Como a dor de uma agulha, e então, imensamente integrado, venho Eu cá sentar-me,
Sobre esta paisagem musga, além de quantativamente poética, Para assim berrar à brisa
Que sobre meu rosto plácido desliza.

4º Segundo

Como que neve flamejante em torturas de ópio e verrugas repletas de castas, É pleno como quando respirávamos os segundos do amor de Nefertite. O por da tarde de amor trancado e úmido em nossas palpebras, sob o nascer do sol carnívoro, Iluminado por uma espiral corrente e tênue que une minha alma ao ar da manhã, assim como esta amplidão de giz e cobertores
que, durante meio período, encobre todas as indulgências sobre as quais depositamos o que desejamos:
O primeiro segundo após a morte.

5º Segundo

Vomito esse desejo que arranha as paredes do meu fígado e rebentam em constelações de magníficas explosões dizimatórias. Estas arrancam vêias e corações dos astros suspensos diante de meus ombros, como se este cenário fosse a realidade digerida nas entranhas das cabras e rãs do entardecer.

6º Segundo

A árvore transversal está mais perto de minhas costas transparentes do que a Lua gigantesca de fermento e moléstias, comprimida ao centro.
Calado e sustentado por pulmões negros bufando névoas e uma pasta escura e apodrecida, de um vício cravado no centro de meu peito (assim como a Lua), como uma orquídea de diamante sustenta o solo.

7º Segundo

O solo. Enigmático. Ele agarra seu caule e suplica por mais uma dose de esperança.
A esperança daquelas negras pastilhas de anfetaminóides nanosintetizados projetados em rasas docas de abssinto com mercúrio e pitadas de trovão e contraceptivos.

8º Segundo

E vertigem? Ou seria fuligem? Tampouco derretem. Onde sera que está a origem?

9º Segundo

Hoje esmaguei meu corpo contra a parede com o dedo indicador e tudo, e nada também,
Diz a meus desdobramentos que meu momento de paz é a celebração da solidão de minha existência.


João Miguel

segunda-feira, abril 14, 2008

Cor

Aquela tarde úmida e nascente soletrava meus passos de pensamento.
Cravei dois seixos em minha pele, naquelas nuvens de momento.
Giravam flores e saias frutíferas, como num imenso e novo carnaval.
Rodei mil vezes em meus sonos mornos, como quem espanta o mal.

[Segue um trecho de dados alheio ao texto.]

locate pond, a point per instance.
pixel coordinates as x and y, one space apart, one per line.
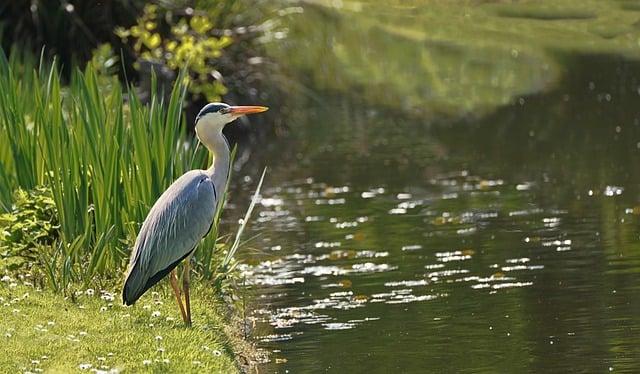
507 241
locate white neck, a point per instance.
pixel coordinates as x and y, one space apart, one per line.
216 143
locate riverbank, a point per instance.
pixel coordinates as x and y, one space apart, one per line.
43 331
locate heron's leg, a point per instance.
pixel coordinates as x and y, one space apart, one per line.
185 287
173 279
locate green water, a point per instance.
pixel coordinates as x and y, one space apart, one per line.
500 235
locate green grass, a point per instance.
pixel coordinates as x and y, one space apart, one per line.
41 330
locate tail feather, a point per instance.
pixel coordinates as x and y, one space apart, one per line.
137 283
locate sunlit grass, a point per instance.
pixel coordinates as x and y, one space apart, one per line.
105 156
92 330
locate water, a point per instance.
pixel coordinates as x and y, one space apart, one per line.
502 242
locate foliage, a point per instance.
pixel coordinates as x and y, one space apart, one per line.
32 223
43 331
182 41
105 161
68 29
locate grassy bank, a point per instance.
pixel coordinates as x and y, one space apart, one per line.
43 331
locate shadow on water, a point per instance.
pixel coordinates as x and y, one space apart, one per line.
507 243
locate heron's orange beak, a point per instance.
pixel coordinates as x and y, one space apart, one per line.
249 109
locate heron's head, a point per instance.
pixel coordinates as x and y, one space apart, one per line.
214 116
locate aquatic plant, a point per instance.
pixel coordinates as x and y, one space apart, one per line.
104 155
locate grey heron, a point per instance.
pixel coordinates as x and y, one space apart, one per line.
184 213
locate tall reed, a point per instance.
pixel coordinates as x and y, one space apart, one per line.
105 155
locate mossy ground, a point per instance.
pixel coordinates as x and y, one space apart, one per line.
42 331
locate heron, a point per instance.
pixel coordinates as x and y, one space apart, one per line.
183 214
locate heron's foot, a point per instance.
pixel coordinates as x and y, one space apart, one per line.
173 279
186 280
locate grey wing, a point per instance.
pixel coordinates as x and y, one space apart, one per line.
174 226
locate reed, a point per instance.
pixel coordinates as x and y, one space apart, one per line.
104 154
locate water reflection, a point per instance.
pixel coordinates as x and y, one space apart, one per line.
507 243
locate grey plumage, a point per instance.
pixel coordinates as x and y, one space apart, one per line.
183 215
175 225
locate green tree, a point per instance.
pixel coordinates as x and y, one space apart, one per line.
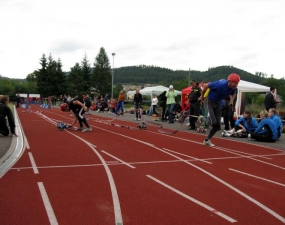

Minha vila tinha céu azul e sol de espinhos flamejantes
Qualquer um que me visse caído em cama, não perturbariam-me o instante.
E qual dessas rosas sonho, senão aquela que me pariu o filho?
Penso que somente sopro minha vida, assim como dela faço meu caminho.

De minh`alma colhe o que já apodreceu nos galhos
Certo que não peço nada, nada além de seus frios calvários.
Logo a tenda de meus olhos abre-se numa nova paixão
Saciam sua sede com orvalho e cantam soltas na amplidão.

Não entendo essa gente que me duvida a longa palavra
Sempre têm que ultrapassar sua mente, como se fosse escrava?
Não lhes rogo mal infortúnios, nem lhes desejo sua ausência.
Breve de espanto e resguardado, sugo-lhes apenas a essência.

Tenho frios e pontiagudos dedos, que é para acalmar-me o pranto.
E quando, muita vez, me quedo externo de ser eu... Apenas canto.
Minha margem fulgura minha dormente dor de amante
Olha, pois, pega em tuas mãos depois, sofre logo a dor de adiante!